The way in which we deal with computers is beginning to show more and more parallels to the classic relationship between the ruler and the secret agent. I'm not referring to the fact that most people don't know how their computers work, and thus aren't fully aware of the influence that the thing has on their working methods. We're quite used to that; after all, we still don't really know exactly how our cars and clocks work, either. We put our trust in the technologists and stick to the arrangements: if we drive ourselves to death or arrive too late, it's our own fault and not the technician's. We know that somewhere there's someone who understands exactly how our device works. We trust that this person has built the device with good intentions. Criticism of the manufacturers of our tools always accentuates relative side issues such as the pursuit of profits, market manipulation, expansion of production workers and pollution of the environment. The basic trust remains that the technological product itself tries to be a well-intentioned fulfillment of our needs. People trust people.
Computers are made by people. And thus people trust computers. If something goes wrong with the computers, then it's the mistake (stupidity) of the person who made and programmed the computer. The millennium problem (which, by the way, should really just be called a century problem; why is something so banal imbued with the extra glamour of the millennium?) is a reassuring example. It's a global horror scenario that can be understood by everyone: the little timers in all our devices gone awry. Goodness gracious, how inconvenient of the programmers. That they hadn't even thought of that; soon nothing will happen on time anymore! Pay better attention next time, boys!
Meanwhile, the developments in genetic programming are spinning ahead rapidly without anyone asking about what the consequences might be. Genetic programming is the practical application of artificial life principles such as Tom Ray applied them in his Tierra project: the principle that computer programs are created according to a eugenic principle. In other words, instead of still having to write the programs themselves, the computer scientist of the next century will simply breed them. The algorithms reproduce themselves in congeneric (binary) fashion in test tube computers. Thus code is created which is no longer devised by a person and which is thus also no longer limited by human logic. These new algorithms are made by other algorithms. The value of the practical application is determined by the preconditions which the computer scientists impose on the evolutionary process. Thus a superior code is created which becomes more and more difficult for humans to understand. Computer scientists euphemistically call the results of the genetic process surprising, yet often they also have to admit that they can no longer see how it works. Therein as well lies the future promise of genetic programming: you get even further than you had thought you would.
The comparison with the secret agent presents itself unrelentingly here: if we can't manage something ourselves, we call in a superior actor who solves the case in an inimitable way.
This actor doesn't only solve his cases in his own way, he also has his own motives. He's not an honest soldier who's willing to die for the fatherland. Indeed, perhaps it's precisely these private motives of his, which aren't entirely clear to his bosses, which make him a superior weapon in the fight against evil. Yet they also make him untrustworthy, sometimes even diverting him in the middle of an assignment or, in the worst case, allowing him to becomes a double agent. And sometimes, of course, he just makes a big mess of things.

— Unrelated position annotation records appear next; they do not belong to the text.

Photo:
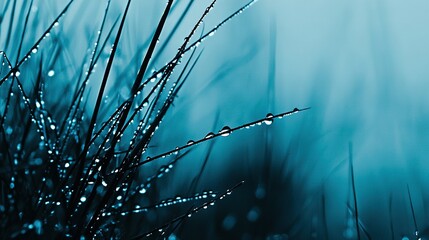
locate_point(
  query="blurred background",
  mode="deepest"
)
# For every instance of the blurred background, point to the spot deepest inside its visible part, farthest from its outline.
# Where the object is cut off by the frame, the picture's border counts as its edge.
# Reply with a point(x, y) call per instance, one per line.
point(362, 67)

Whether the analogy between secret agent and genetic algorithm can be extended that far is something we'll discover ourselves as things develop further. In any case, it marks an important turning point in the history of technology. Over the past centuries, we've increasingly made use of technical solutions that we can properly understand. The operation of a wristwatch, the combustion engine, air conditioning and computers can all be transparently considered in a reassuring, Leonardo da Vinci kind of way. They were created by human analytical ingenuity. We've since even developed the habit of distrusting and denying technologies and phenomena which we don't properly understand.
There are many processes which we have been blindly trusting for years, such as the fermentation of nutrients and stimulants - ignorance of exactly how beer and wine are produced has never held us back from having just one more. Over the past few centuries, however, the secrets have been unraveled more and more. We now have the yeast genome nicely laid out in a little row.

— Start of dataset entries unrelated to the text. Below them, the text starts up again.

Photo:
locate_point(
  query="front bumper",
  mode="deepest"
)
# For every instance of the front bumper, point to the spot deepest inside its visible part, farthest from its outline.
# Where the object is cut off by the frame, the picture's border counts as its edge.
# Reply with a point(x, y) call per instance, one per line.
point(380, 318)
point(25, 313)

In this light, it's spectacular that the most promising developments in the field of information and automization technology are now becoming increasingly dependent on code which is not understood. A kind of code which is good for solving problems which are not understood. Yet everyone understands that it will definitely be a growth market.
Thus a new wonder-world of nature is being created in the heart of our technology. There will be more and more code which we will not understand, but instead will harness or exploit. And this is becoming this turn of the century's most significant societal transformation. Western culture will have to make its further development dependent on something that, instead of more and more, will be understood less and less.
And that's why we're dedicating this issue of Mediamatic to the secret agent.